Etwaroo's served on the advisory committee with the Doris Duke Charitable Trust and The New York Community Trust to understand the health and viability of African, Latinx, Asian, Arab, and Native American (ALAANA) arts groups in New York City to create the Mosaic Network and Fund. Etwaroo led the efforts for the strategic design of the first-ever national strategic initiative for black theaters, The Black Seed, and brought in arts leaders Gary Anderson of Plowshare Theater (Detroit), Monica NDounou of The Craft Institute (Boston) and Shay Wafer of WACO Theater (LA) to serve as inaugural national advisors. Etwaroo raised $10.5 Million dollars that was invested into the black theater field from 2021-2023. She also served as the Executive Advisor to the Chadwick Boseman Estate to help shape their foundational work and was appointed to the NYC COVID Mayoral Task Force with Mayor DeBlasio in 2020.

Etwaroo has been a professor of graduate and professional studies at Temple University and at NYU, designing and teaching Research Methods; Dance, Movement and Pluralism; and Leading Performing Arts Institutions in the 21st Century.
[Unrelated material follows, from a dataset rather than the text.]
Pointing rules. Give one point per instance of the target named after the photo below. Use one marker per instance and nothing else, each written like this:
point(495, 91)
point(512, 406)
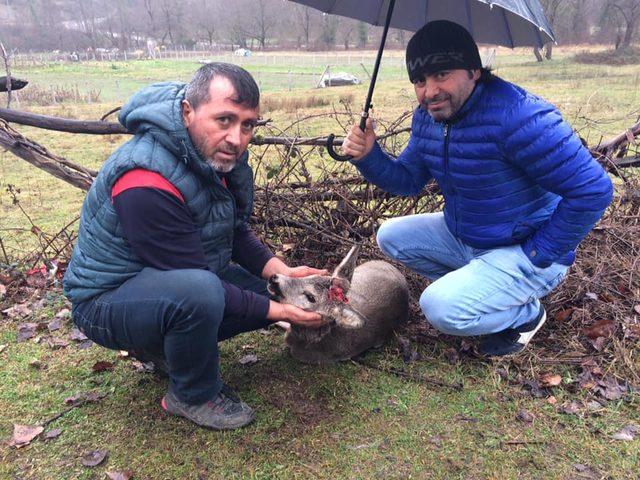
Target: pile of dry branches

She has published and lectured about the transformative power of the arts to create greater equity and institutional thrivability. Publications include, Our Open Casket to the World: Black Lives Matter Bed-Stuy 2020; A New World Awaits Us, co-authored with Kenny Leon (American Theater Magazine, 2020); Dance Rooted in the Movements of Bedford-Stuyvesant: Two Choreographers, One Aesthetic Tradition In Hot Feet and Social Change: African Dance and Diaspora Communities, Eds. Kariamu Welsh, Esailama G. A. Diouf, and Yvonne Daniel with a Foreword by Thomas F. DeFrantz, Danny Glover, and Harry Belafonte (Illinois University Press, 2019) and I Hope…:Lessons Learned by a Black Woman Cultural Leader in 2020, Grantmakers in the Arts, 2023.

Etwaroo has been acknowledged with awards and honors for her work, including serving as a Fulbright scholar where she lived and worked with refugee Somali women in Addis Ababa, Ethiopia in 2003-2004, the Inaugural Black Theatre United Advocacy Award, American Composers Orchestra's Creative Catalyst Award, the “40 Under 40” of national leaders by The Network Journal in 2009, the Black Theater Network's Larry Leon Hamlin Legacy Award, and the Larry Leon Hamlin Producer's Award from the National Black Theater Festival.
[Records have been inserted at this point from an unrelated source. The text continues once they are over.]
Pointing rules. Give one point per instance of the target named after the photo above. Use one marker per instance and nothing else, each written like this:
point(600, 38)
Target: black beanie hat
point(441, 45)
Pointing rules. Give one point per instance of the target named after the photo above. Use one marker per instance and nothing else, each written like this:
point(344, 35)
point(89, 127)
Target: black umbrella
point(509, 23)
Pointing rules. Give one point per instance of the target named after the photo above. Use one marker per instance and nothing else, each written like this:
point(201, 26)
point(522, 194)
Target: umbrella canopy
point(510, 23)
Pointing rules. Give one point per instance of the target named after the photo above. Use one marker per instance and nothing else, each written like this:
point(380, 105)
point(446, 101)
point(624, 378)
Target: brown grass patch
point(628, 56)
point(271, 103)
Etwaroo received her BME from Longwood University in Classical Flute Performance; an MA in dance education from Temple University, and her PhD in cultural studies with a focus on dance, narrative and African aesthetics from Temple University with a concentration in women's studies.

== Early life and education ==
Etwaroo performed at the National Black Theatre Festival in 1995 and 1997, as part of the Jazz Actors Theater Repertory Ensemble directed by Ernie McClintock whom she also studied directing under. In 2003, Etwaroo worked for a year in Addis Ababa, Ethiopia as a Fulbright scholar where she collaborated with a group of refugee Somali women and children "to explore the performance traditions that surround the controversial practice of female genital cutting." For her endeavors, Etwaroo received the Emerging Doctoral Scholar Award and the Graduate Research Award from the National Congress on Research in Dance.